Emergency services tasked with responding to road trauma will again be hoping for a fatality-free Christmas holiday period, which officially begins tomorrow.

The Great Southern avoided a fatality during the last festive period after a horror year — the worst in a decade — in which 31 people were killed on local roads. So far, 13 people have died this year on Great Southern roads.

Department of Fire and Emergency Services Great Southern Superintendent Wayne Green urged caution on the roads and said the festive period was often a confronting time for firefighters who acted as first responders.

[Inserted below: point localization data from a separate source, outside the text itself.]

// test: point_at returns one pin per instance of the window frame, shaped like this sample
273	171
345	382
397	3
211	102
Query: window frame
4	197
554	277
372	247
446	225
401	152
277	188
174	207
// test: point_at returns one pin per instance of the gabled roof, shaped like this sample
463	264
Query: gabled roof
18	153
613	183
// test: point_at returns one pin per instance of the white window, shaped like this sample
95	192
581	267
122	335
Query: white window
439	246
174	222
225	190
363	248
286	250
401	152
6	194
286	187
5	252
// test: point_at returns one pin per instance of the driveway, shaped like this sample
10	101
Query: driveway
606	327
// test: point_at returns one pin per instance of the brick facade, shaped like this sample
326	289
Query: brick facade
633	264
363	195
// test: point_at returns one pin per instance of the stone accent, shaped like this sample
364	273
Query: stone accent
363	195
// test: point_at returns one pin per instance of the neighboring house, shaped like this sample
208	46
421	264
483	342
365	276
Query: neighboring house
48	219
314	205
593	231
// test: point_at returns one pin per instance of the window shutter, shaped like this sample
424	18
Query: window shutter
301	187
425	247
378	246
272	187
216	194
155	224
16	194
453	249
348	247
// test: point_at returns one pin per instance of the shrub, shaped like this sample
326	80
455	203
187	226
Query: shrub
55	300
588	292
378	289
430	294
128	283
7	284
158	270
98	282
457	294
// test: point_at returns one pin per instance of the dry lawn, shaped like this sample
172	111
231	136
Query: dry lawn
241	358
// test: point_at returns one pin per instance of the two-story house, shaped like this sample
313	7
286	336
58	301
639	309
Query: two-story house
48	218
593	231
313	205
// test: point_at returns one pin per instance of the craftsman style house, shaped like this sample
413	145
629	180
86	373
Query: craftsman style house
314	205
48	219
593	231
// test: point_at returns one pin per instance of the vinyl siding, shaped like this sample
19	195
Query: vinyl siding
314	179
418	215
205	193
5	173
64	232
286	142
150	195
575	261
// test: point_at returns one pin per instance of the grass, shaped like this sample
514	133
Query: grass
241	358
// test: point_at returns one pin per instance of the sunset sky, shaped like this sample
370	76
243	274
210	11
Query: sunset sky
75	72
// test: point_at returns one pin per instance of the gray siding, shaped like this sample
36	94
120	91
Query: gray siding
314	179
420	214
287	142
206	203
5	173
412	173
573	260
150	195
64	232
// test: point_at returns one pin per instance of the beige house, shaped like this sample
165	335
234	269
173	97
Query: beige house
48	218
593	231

“It impacts across the whole organisation — not just the firefighters who attend, but their families as well,” he said. “The more scenes they attend, it accumulates on them.”

Mr Green said often the assistance firefighters provided was stabilising the vehicle or extricating victims from the crash scene.

He said it was crucial that motorists were patient, did not drive tired, and planned their trips to arrive alive this holiday period.

St John Ambulance Great Southern regional manager Cassandra Hughes said being confronted with road trauma on a daily basis was a fact of life for Albany paramedics and volunteer ambulance officers.

Ms Hughes said many of those they treated suffered serious injuries from which they may never recover and they may possibly endure a lifelong disability.

“Obviously, there are physical injuries but the toll of these injuries extends to the victim’s loved ones, emergency service workers and so on, and in smaller towns the impact can be even more profound,” she said.

Police will focus on speeding, drink and drug-driving, illegal mobile phone use, and seatbelt offences during the double demerit period, which runs from tomorrow to Sunday January 7.